El propio sistema educativo a veces alimenta esta resistencia sin proponérselo. Cuando las normas, los contenidos o las evaluaciones se perciben como distantes de la realidad cotidiana del alumno, la figura del “buen alumno” se vincula con alguien que acepta sin cuestionar, lo que choca con una generación acostumbrada a la participación y la opinión. Esto no significa que los estudiantes no valoren aprender, sino que rechazan un modelo que no los representa o que sienten que no les permite expresarse.
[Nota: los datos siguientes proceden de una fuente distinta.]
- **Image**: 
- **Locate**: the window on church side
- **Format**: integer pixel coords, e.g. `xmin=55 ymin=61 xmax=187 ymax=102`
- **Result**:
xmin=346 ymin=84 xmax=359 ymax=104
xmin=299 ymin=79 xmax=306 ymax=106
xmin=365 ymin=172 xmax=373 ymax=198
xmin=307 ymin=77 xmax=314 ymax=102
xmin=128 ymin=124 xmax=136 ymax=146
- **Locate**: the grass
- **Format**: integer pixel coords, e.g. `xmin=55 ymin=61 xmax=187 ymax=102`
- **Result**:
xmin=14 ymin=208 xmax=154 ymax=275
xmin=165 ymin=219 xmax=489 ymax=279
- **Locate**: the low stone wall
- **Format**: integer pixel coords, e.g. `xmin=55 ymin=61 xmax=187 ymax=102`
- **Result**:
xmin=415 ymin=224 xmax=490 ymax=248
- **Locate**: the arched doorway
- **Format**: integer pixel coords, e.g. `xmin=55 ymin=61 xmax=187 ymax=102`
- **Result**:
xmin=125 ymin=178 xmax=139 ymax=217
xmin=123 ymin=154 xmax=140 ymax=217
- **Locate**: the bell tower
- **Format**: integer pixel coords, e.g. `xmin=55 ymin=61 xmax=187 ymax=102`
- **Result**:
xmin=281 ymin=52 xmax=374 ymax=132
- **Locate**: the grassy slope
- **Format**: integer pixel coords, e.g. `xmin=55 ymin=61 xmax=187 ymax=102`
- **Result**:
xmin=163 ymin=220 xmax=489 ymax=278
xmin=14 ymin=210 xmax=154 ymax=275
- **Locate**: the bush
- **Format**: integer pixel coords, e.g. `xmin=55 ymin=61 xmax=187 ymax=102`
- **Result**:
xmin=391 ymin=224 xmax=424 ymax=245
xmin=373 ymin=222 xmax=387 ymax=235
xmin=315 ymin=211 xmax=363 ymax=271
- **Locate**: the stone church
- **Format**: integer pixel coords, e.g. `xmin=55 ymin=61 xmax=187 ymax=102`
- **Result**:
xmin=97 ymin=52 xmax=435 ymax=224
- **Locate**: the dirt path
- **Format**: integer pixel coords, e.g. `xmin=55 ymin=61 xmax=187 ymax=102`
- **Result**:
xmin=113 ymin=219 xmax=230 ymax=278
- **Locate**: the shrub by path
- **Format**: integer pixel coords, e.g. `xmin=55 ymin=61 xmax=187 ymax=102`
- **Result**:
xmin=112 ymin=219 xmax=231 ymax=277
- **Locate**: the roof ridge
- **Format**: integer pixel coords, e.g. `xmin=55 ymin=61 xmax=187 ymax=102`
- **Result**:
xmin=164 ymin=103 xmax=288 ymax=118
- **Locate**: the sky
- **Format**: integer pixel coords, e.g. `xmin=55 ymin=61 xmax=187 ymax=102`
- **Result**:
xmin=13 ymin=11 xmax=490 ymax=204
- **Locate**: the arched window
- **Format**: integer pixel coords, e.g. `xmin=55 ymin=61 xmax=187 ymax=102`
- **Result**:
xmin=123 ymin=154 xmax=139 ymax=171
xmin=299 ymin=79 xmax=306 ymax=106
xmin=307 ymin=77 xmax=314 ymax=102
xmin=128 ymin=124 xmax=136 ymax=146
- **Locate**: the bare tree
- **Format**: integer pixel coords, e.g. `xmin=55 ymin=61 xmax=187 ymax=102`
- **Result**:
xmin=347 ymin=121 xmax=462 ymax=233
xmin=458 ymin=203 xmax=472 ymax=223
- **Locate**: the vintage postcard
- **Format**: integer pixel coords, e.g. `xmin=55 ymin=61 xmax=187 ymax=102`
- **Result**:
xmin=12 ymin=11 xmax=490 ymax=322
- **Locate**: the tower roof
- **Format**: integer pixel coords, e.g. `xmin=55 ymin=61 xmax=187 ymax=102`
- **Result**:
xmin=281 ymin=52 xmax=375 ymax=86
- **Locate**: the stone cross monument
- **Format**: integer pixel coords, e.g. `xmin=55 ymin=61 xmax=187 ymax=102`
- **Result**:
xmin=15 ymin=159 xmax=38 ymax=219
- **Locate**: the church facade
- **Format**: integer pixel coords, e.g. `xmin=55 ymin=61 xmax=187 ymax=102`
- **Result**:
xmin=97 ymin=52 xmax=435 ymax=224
Entonces, ¿cómo acompañar a estos estudiantes? El primer paso es comprender que no se trata de falta de interés o de apatía pura, sino de un choque entre expectativas y realidades. Escuchar activamente, dar espacios de participación y ofrecer alternativas para demostrar compromiso más allá de las calificaciones puede ayudar a reconstruir la motivación. Un alumno puede no querer ser “el primero de la clase” pero sí involucrarse en un proyecto escolar, aportar en actividades solidarias o desarrollar habilidades creativas que no siempre se ven reflejadas en los boletines.

Es fundamental también trabajar en la imagen social del “buen alumno”. Si se asocia únicamente con sumisión o perfección, será una etiqueta que muchos evitarán. En cambio, si se redefine como alguien que se compromete con su propio aprendizaje, que aporta ideas, que sabe colaborar y que mantiene su autenticidad, será más fácil que los estudiantes se identifiquen. La escuela tiene un papel clave en mostrar que se puede ser buen alumno de muchas maneras, con estilos y personalidades diferentes.

La conversación con las familias es otra pieza clave. Ayudarlas a entender que no todos los logros se miden con promedios altos y que cada estudiante puede encontrar su forma de destacarse sin perder su esencia es un mensaje que disminuye la presión y abre caminos más sanos para el desarrollo personal. De este modo, se crea un entorno más propicio para que el alumno quiera participar activamente, aunque no sea en los términos tradicionales.

Cuando un estudiante rechaza ser “buen alumno” no necesariamente está rechazando aprender o crecer. Muchas veces está diciendo que no quiere ajustarse a un molde que no siente propio. Escuchar ese mensaje, comprender sus motivos y abrir el abanico de posibilidades para que encuentre su lugar en la comunidad escolar es una de las tareas más importantes para docentes y familias. Así, la etiqueta deja de ser un uniforme incómodo y pasa a ser una prenda hecha a medida, en la que cada uno puede reconocerse sin perder su identidad.